I predict that by varying the light intensity the pond weed is
provided with, that as the light intensity becomes lower, so will the
outcome I will be measuring (the rate of oxygen bubbles given off by
the plant will decrease), and vice versa. My reason for believing this
is that as mentioned previously, light is one of the limiting factors
required for photosynthesis, and by lowering the amount of light
available to the plant, I will be decreasing the rate at which the
process of photosynthesis takes place in the plant. Similarly, by
providing the plant with a greater intensity of light, I will be
enabling the plants' process of photosynthesis to take place more
intensively, as the factor required (in this case light) is available
at a greater quantity. (The rate of photosynthesis taking place within
the plant will increase)

For example, in terms of when a plant completes the process naturally
(without human interference) it is scientifically known that the
process is greatest at mid-day, when the sun is highest, and from
after this point, when the sun gets lower and less light is available
to the plant, the rate of the process decreases, until nightfall where
no such process takes place.


Variables

The alternative input variables that I could have investigated; I will
keep the same in order to conduct a fair test. They are as follows in
the table below.

[IMAGE]

Explanations

Reason 1

When the green plant is provided with a higher concentration of CO2 in
the environment it is photosynthesising in, the rate of photosynthesis
conducted by the plant will be higher - the availability of one of the
limiting factors was higher. Similarly if the availability of CO2 was
lower, then the rate at which the plant photosynthesised would be
lower too.

Reason 2

When the amount of pond weed is increased, then the surface area at
which the plant can absorb light is also increased. Therefore, the
amount of chlorophyll they produce in total is increased when
comparing 1 plant to 2 plants, or a small plant to a large plant.
Similarly to this, a larger pond weed or more than 1 can take in more
Carbon dioxide

than a smaller sample of the same plant could. Effectively this shows
that if more of these limiting factors can be used by a larger sample
compared to a smaller sample, then the rate or amount at which the
products of photosynthesis are given off will be at a higher level
too.

Reason 3

The ideal temperature for the species of plant I will be experimenting
with is approximately 20 degrees centigrade; however we found that
this temperature was a little cold for the pond weed, and that at 25
degrees we gained sufficient results. If we had conducted the
experiment with the surrounding temperature at 30 degrees then we may
have found that the rate of photosynthesis would have been very low,
or even that photosynthesis within the pond weed was non existent. The
reason for this is, as mentioned previously each species whether plant
or human has an optimum temperature at which they function best. Above
this temperature the enzymes within the species become denatured, they
are destroyed irreversibly by the high temperatures. In the case of
the pond weed if they enzymes within the plant became denatured then
it would become unable to photosynthesise, as well as not being able
to complete other functions.

Measurements to be taken

The input variable I will change is light intensity the pond weed will
be provided with, as mentioned previously. I will do this by
alternating the distance by which the lamp providing the light is set
from the pond weed. I will use a metre rule to measure the distance.
The smallest distance I will set the lamp at is 0cm from the pond weed
within a glass beaker, and the greatest distance at which I will set
the lamp is 100cm away. I will take 5 measurements in total, ranging
in 25cm intervals. These measurements/distances will be 0cm, 25cm,
50cm, 75cm & 100cm. I will take 1 repeat of each measurement/distance
in order to gather whether the results are moderately similar, to
conduct the fairest test possible. Should the 2 results gained be
totally different, I will then proceed to take a 2nd repeat.

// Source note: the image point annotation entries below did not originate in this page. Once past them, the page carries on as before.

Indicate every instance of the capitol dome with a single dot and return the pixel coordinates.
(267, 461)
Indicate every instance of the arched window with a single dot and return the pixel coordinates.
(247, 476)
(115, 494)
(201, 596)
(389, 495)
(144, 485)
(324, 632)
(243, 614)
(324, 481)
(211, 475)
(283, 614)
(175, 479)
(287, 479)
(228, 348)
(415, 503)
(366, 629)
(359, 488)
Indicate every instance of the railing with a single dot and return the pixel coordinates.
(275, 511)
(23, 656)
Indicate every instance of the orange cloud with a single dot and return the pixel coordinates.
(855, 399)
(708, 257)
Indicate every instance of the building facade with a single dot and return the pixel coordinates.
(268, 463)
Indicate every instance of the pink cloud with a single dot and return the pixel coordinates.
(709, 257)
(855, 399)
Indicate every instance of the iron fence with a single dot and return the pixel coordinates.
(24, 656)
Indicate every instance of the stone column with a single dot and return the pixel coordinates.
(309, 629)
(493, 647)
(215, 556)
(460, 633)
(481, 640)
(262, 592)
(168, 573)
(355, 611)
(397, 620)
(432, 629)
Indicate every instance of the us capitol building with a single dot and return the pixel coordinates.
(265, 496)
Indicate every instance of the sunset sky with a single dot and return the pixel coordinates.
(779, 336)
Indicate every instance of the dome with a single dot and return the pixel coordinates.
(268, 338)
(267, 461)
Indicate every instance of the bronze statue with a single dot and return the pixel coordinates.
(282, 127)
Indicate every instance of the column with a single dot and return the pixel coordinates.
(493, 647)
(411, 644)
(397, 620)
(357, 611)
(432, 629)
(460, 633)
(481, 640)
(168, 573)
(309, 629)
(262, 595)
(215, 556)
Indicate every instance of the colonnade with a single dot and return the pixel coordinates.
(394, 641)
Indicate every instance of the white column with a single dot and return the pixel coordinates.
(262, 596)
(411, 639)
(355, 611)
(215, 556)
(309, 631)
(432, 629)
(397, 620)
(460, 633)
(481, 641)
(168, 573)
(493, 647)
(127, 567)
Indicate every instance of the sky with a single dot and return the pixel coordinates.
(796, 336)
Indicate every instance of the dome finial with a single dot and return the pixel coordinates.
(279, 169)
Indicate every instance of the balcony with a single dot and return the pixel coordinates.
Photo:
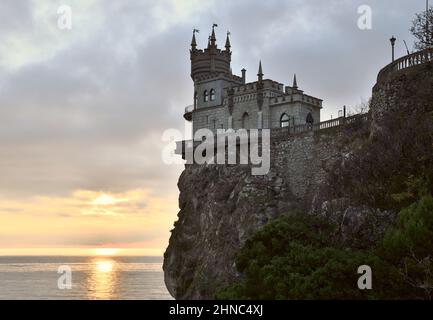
(188, 113)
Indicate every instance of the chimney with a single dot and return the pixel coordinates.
(244, 76)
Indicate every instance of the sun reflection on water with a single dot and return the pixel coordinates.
(102, 279)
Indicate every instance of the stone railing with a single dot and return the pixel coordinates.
(319, 126)
(411, 60)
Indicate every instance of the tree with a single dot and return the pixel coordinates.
(422, 29)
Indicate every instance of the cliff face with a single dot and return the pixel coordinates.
(221, 206)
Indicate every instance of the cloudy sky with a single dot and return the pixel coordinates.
(82, 111)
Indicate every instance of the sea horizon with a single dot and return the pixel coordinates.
(31, 277)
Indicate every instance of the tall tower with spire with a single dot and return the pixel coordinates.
(211, 73)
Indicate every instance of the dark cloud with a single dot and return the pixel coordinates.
(90, 113)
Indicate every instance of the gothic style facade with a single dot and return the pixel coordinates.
(223, 100)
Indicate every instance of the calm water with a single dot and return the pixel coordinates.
(136, 278)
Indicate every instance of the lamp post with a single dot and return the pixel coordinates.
(393, 39)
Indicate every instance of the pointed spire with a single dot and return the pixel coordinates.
(194, 42)
(295, 83)
(260, 74)
(228, 45)
(213, 37)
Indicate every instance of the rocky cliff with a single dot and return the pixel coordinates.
(221, 206)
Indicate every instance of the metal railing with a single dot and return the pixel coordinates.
(411, 60)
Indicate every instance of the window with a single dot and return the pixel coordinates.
(285, 121)
(246, 121)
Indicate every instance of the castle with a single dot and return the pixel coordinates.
(223, 100)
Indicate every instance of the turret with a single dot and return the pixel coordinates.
(260, 73)
(210, 61)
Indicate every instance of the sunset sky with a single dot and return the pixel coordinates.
(82, 111)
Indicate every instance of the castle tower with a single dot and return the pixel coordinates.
(211, 72)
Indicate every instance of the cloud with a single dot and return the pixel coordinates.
(85, 109)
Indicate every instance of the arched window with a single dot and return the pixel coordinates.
(246, 121)
(284, 121)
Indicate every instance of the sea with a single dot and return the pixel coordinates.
(82, 278)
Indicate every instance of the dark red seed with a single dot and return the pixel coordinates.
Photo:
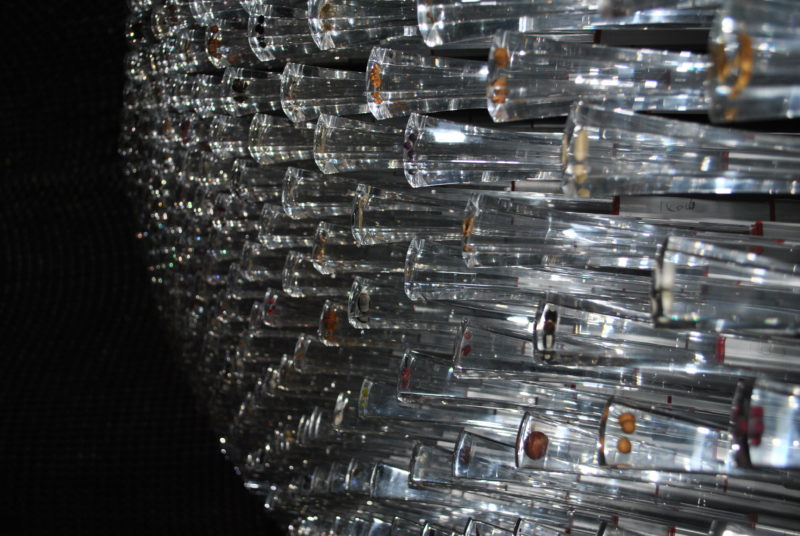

The outcome variable I will be measuring is the amount of oxygen
produced by the aquatic plant known as pond weed. Oxygen is one of 2
products of the green-plant process photosynthesis, the other being
glucose. I chose to measure the amount of oxygen produced over the
amount of glucose, as in an aquatic plant, the oxygen produced is
easily visible with the correct set-up of equipment. (See diagram a
for set-up of equipment & figure a for list of equipment used)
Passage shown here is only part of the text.